In that regard, Haddrill, his executive team and his strategy have the confidence of investors.
By a ratio of 2-1, Wall Street analysts covering Bally rate it a buy vs. a hold or underperform. And the median target on the stock price is $44, better than a 25 percent appreciation—not bad for a year’s work or less.
How could someone have seen it coming?
One answer would have been to simply talk with Haddrill when he took charge. One of his first acts was to write down the core values he expected to be practiced, put them on a business card-sized paper, and pass them out to every employee.
The standard had been set by the leader. That, in turn, set the tone.
Another indicator is the quality of people appointed to the highest positions.
There was no question Haddrill meant business when he hired Gavin Isaacs, the highly popular former head of Aristocrat Technologies who was credited with turning around that company’s fortunes in the Western Hemisphere, to be chief operating officer.
And then there was Ramesh Srinivasan, the world-class engineer Haddrill brought in to run Bally’s systems business.
Of course, there are others who came, such as Bruce Rowe to head business development, as well as internal advancements.
In addition to a team, a company needs a strategy.
Haddrill inherited one strategy component from his predecessors: monetizing, and getting out of, non-core businesses.
Another was to attack the debt that burdened both the business and the stock price.
Long-term debt has been cut from $429 million when Haddrill took over to $174 million by this June. Subtract cash, and net debt was under $30 million with EBITDA coming in at a rate greater than $250 million.
Another strategy was to make the systems business a core differentiator under the assumption that systems are the backbone of the casino of the future. In other words, if Bally is a technology company, systems is the technology business.
International markets are part of the mix. They have been growing more rapidly than North America, and Bally has jumped in, exploiting a name that has been on the international scene longer than any other slot machine.
In its June quarter, for example, Bally shipped 32 percent of its machines to international customers.
And, as with all game-makers, Bally has had to focus on game content, an area in which even the company admitted it had fallen behind.
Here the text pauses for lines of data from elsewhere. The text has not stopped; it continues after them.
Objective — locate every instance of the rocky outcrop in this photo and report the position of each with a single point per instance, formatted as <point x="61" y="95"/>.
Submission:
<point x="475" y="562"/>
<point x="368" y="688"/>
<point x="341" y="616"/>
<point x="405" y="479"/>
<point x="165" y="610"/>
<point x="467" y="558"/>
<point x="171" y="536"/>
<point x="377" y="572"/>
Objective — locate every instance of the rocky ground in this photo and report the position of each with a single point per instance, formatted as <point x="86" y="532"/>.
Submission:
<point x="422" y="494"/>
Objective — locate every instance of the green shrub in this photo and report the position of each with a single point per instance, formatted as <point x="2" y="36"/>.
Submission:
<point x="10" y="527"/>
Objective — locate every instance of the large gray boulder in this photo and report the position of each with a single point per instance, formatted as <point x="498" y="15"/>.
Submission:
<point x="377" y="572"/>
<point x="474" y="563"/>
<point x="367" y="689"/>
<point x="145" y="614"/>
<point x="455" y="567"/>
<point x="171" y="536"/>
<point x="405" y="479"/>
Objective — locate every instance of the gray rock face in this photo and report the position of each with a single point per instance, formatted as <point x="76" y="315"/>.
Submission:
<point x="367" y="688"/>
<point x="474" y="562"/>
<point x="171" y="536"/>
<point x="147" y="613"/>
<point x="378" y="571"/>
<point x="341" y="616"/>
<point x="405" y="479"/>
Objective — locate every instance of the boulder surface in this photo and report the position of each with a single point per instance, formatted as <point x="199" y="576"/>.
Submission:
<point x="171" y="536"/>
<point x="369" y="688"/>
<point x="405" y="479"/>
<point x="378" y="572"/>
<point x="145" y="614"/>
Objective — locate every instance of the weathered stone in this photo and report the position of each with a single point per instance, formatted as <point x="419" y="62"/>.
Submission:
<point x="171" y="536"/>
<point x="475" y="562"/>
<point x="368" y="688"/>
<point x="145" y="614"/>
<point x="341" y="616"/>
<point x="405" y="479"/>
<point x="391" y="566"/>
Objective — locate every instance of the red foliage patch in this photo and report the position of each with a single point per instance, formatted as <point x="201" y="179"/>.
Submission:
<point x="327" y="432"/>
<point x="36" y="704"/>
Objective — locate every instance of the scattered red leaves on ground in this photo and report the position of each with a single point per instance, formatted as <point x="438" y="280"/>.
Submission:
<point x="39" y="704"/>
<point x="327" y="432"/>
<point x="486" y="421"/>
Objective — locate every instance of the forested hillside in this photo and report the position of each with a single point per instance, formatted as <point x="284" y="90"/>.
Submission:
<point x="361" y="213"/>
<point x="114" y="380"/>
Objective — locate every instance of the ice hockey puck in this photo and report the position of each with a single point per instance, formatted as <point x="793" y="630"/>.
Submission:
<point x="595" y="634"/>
Today, Bally says it has righted the product quality boat, and gains in market share suggest casino companies agree. Bally’s percentage of slot machine shipments has risen from single digits to the upper teens, and has reached into the 20s at times.
Haddrill thinks ship share can be north of 30 percent.
Of course, the road to success is always treacherous. Battles may be won, but the war continues. So it is among casino suppliers.
Just as Bally has been making strides, others have come along. IGT has new leadership. WMS and Konami have strengthened. Aristocrat is focusing on North America. Ainsworth and Multimedia Games are gaining licenses everywhere. The huge international lottery companies are emphasizing their VLTs. New competitors such as Aruze and Incredible Gaming have arrived.
Still, opportunities exist. Some months ago, Haddrill talked about Bally nearing a perfect storm of good news as it released new products, technology advanced, the economy improved, international markets emerged and an aging inventory of North American slot machines meant that casinos at some point have to replace them.
That storm is still gathering. Its arrival has been delayed by the lingering recession in the casino industry that has caused companies to continue deferring expenditures.
But, while that postponement is frustrating to suppliers, the calm might be an opportunity for investors to study the prospects of the various companies and make their choices before the storm begins.
And if they look at Bally, they might see numbers suggesting that, despite its outperformance under Haddrill, the stock still has aspects of a bargain.
The projected PE for Bally recently stood at 13.1 times the next 12 months’ earnings. Its peer group averaged 16.4. Theoretically, Bally shares could rise 25 percent just to get even with its peers.